Python 9 进程，线程

本节内容

　　python GIL全局解释器锁

　　线程

　　进程

Python GIL(Global Interpreter Lock)

In CPython, the global interpreter lock, or GIL, is a mutex that prevents multiple native threads from executing Python bytecodes at once. This lock is necessary mainly because CPython’s memory management is not thread-safe. (However, since the GIL exists, other features have grown to depend on the guarantees that it enforces.)

上面的意思大概就是说，无论你开启多少个进程，有CPU是几核，Python在执行的时候会淡定的在同一时刻只允许一个线程运行。这就是CPython的缺点，假的多线程。

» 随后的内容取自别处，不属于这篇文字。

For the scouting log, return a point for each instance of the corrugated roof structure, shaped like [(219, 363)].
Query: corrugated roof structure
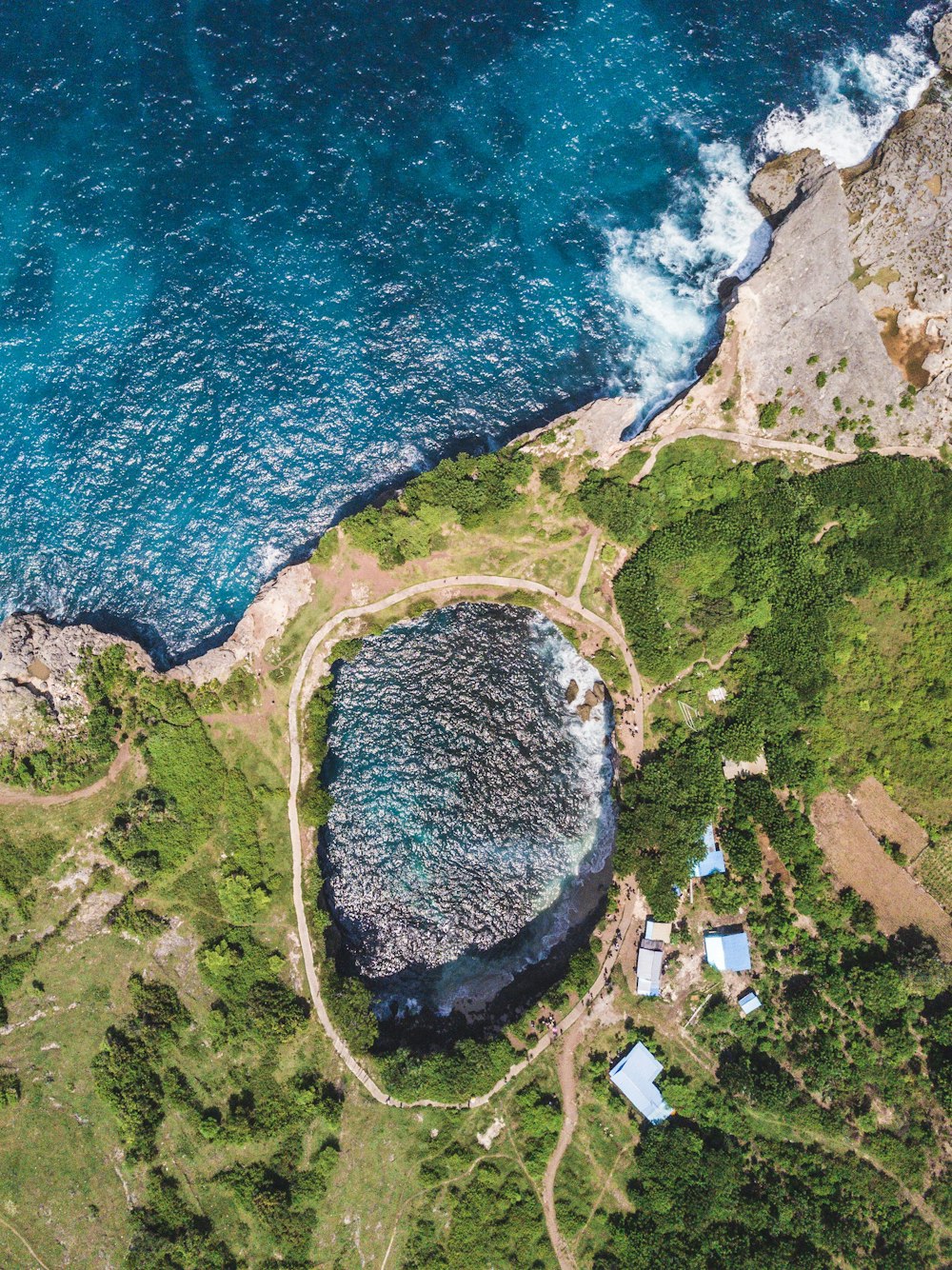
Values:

首先，需要明确的是GIL并不是Python的特征，它是在实现Python解析器（CPython）时所引入的一个概念。就好比C++是一套语言（语法）标准，但是可以用不同的编译器来便宜成可执行代码。有名的编译器例如GCC， INTEL C++，Visual C++等。Python也一样，同样一段代码可以通过CPython，PyPy，Psyco等不同的Python执行环境来执行，像其中的JPython就没有GIL。然而因为CPython是大部分环境下默认的Python执行换机，所以的很多人的概念里面CPython就等同于Python，也就想当然的把GIL归类为Python语言的缺陷。所以首先要明确一点：GIL并不是Python的特性，Python完全可以不依赖与GIL。

附上一个透彻分析GIL对Python多线程影响的链接：http://www.dabeaz.com/python/UnderstandingGIL.pdf

Python threading 模块

线程有2种调用方式，如下：

直接调用

import threading
import time

def sayhi(num):
    print("test run ==>", num)
    time.sleep(2)

if __name__ == "__main__":
    t1 = threading.Thread(target=sayhi, args=(1,))
    t2 = threading.Thread(target=sayhi, args=(2,))

    t1.start()
    t2.start()
    print(t1.getName())
    print(t2.getName())

继承式调用

class MyThread(threading.Thread):
    def __init__(self, num):
        threading.Thread.__init__(self)
        self.num = num

    def run(self):
        print("test run ==>", self.num)
        time.sleep(3)

if __name__ == "__main__":
    t1 = MyThread(1)
    t2 = MyThread(2)
    t1.start()
    t2.start()

Join &Daemon

Some threads do background tasks, like sending keepalive packets, or performing periodic garbage collection, or whatever. These are only useful when the main program is running, and it's okay to kill them off once the other, non-daemon, threads have exited.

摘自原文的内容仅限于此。